Lo que no puede ser, no puede ser y, además, es imposible.
Mi amigo Eugenio, “Ugenio” para los que nos dirigimos a él con familiaridad, dice que falta valor… no para hacer ese concurso de Canal Sur presentado por Enrique Romero al que le desea, y yo también, toda la suerte que conviene desear en el mundo de los toros y de la tele, sino para otra cosa. Para muchas cosas juntas.
Vamos a ver, dice Ugenio. Ahora están saliendo de vez en cuando los sabios, bien leíos y escribíos, de la economía, de la sociología y de la futurología que nos dicen con voz hueca y escritura ampulosa lo que hay que hacer para salir cuanto antes de esta crisis que nos asfixia.

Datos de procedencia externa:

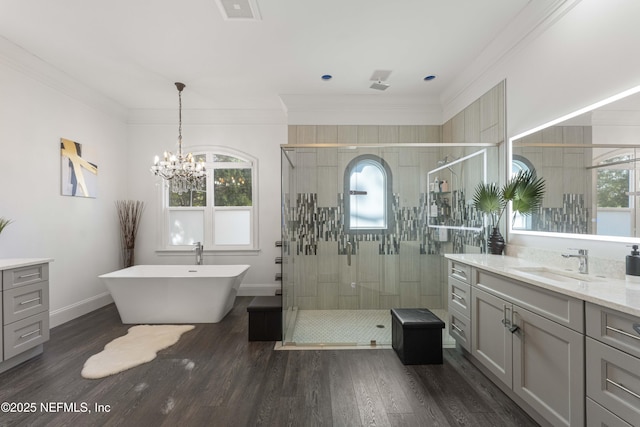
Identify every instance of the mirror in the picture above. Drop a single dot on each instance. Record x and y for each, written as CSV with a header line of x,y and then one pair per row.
x,y
589,160
448,205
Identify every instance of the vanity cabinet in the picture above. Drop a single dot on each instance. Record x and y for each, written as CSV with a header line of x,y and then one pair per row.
x,y
532,340
612,367
24,312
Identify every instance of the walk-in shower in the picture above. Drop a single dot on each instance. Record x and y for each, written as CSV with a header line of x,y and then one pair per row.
x,y
364,230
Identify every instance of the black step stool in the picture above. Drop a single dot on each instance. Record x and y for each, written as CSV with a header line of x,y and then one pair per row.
x,y
265,318
416,336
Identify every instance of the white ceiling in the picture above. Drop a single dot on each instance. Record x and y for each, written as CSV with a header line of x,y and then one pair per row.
x,y
132,51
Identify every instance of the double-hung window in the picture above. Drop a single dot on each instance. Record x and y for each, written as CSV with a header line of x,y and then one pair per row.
x,y
224,215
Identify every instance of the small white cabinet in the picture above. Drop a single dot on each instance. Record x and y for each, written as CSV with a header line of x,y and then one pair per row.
x,y
612,366
24,310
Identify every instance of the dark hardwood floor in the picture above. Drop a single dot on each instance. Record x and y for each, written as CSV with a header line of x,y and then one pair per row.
x,y
214,377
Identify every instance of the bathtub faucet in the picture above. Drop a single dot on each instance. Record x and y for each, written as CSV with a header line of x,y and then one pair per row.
x,y
198,249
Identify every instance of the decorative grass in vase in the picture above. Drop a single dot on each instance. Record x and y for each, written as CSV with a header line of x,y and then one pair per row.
x,y
129,213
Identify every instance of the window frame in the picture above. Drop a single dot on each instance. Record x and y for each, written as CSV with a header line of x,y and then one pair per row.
x,y
388,194
164,211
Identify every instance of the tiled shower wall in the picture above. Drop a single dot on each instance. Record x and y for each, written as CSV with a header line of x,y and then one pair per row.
x,y
561,155
402,269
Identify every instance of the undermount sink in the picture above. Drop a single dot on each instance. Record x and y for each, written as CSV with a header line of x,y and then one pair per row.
x,y
556,275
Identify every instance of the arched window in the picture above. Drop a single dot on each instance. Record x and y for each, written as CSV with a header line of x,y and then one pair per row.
x,y
367,189
224,215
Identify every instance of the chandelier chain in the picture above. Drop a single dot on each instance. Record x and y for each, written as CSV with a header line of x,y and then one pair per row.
x,y
182,172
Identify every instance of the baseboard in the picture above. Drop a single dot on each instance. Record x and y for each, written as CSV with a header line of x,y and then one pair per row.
x,y
257,290
507,390
70,312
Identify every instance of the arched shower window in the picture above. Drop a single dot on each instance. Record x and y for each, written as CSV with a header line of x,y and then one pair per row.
x,y
367,182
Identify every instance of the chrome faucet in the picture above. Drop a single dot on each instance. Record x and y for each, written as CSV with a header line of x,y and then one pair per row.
x,y
583,257
198,249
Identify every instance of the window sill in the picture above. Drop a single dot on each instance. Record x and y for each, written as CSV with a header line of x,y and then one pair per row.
x,y
223,252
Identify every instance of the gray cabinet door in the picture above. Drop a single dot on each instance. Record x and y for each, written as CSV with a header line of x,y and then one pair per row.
x,y
548,368
491,340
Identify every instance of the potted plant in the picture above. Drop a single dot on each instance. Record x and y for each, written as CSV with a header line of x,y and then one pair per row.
x,y
4,222
524,191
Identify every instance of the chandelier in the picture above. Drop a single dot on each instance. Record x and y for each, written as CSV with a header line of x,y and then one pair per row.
x,y
182,172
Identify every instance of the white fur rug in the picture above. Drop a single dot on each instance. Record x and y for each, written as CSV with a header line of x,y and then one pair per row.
x,y
140,345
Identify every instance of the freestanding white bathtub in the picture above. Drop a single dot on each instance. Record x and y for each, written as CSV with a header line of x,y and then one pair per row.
x,y
174,293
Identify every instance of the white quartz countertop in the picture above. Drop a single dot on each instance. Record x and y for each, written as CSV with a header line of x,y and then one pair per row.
x,y
612,293
7,263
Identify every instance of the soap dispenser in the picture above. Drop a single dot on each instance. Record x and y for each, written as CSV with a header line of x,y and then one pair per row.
x,y
633,267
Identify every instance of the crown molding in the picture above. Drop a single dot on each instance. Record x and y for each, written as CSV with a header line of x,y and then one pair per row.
x,y
207,117
27,64
533,20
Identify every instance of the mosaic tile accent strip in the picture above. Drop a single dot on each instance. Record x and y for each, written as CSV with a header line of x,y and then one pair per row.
x,y
306,223
572,217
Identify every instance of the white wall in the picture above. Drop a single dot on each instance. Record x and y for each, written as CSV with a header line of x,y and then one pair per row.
x,y
257,133
588,54
81,234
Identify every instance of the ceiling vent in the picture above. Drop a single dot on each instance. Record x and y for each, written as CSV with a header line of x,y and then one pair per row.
x,y
378,77
239,10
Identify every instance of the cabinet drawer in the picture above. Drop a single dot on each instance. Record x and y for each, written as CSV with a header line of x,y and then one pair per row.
x,y
25,334
613,380
619,330
460,296
560,308
597,416
460,271
460,329
25,301
25,276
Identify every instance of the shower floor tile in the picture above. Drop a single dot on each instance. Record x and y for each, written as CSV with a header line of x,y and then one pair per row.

Y añade Ugenio que ni la economía sale de sus horas bajas ni el empleo del sótano donde lo ha hundido la incompetencia de unos y otros, si no se ayuda a los pequeños y medianos empresarios y que, para eso, como primera providencia, hay que dedicarse a conseguir tres objetivos: Que la Banca colabore… que los Sindicatos dejen de ser funcionarios al servicio del Gobierno… y que todos aquellos que entran en la Administración por la puerta falsa se estén quietecitos y dejen trabajar a los demás sin enredar con la aplicación de una burocracia insoportable.

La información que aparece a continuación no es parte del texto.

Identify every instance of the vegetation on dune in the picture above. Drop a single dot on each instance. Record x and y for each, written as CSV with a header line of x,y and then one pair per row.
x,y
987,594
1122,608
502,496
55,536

Dicho esto guarda silencio. Y así permanece un largo rato con las gafas acaballadas en mitad de la nariz observando las reacciones de sus contertulios por encima de ellas.
Si éstas se producen sin el paroxismo de la indignación, lo cual no es fácil, se oirá que los bancos deberían poner siempre tras la mesa del director que concede los créditos y las líneas de descuento a ese ejecutivo tan agradable que protagoniza todo sonrisas y palmaditas en la espalda los spots de televisión… que los sindicatos deberían dejar de parecerse de una puñetera vez a los denostados verticatos del régimen anterior… y que los que llegan para hacerse funcionarios sin pasar ningún examen dejen de considerarse en la obligación de justificarse pidiendo papeles a los que de verdad crean riqueza en vez de chupar de las ubres del Estado.
Ugenio termina recordando que la última vez que quiso poner un tallercito de nada, antes de abrir la puerta ya tenía delante una larga cola en la que figuraban todos aquellos que suponían que iba a ganar mucho dinero y les parecía justificado que antes le obligasen a rellenar una montaña de papeles y abonar una catarata de licencias.
Tantas fueron que se le quitaron las ganas. Un listo le sugirió que para otra ocasión se pusiera antes un kimono y se pintara la cara de amarillo.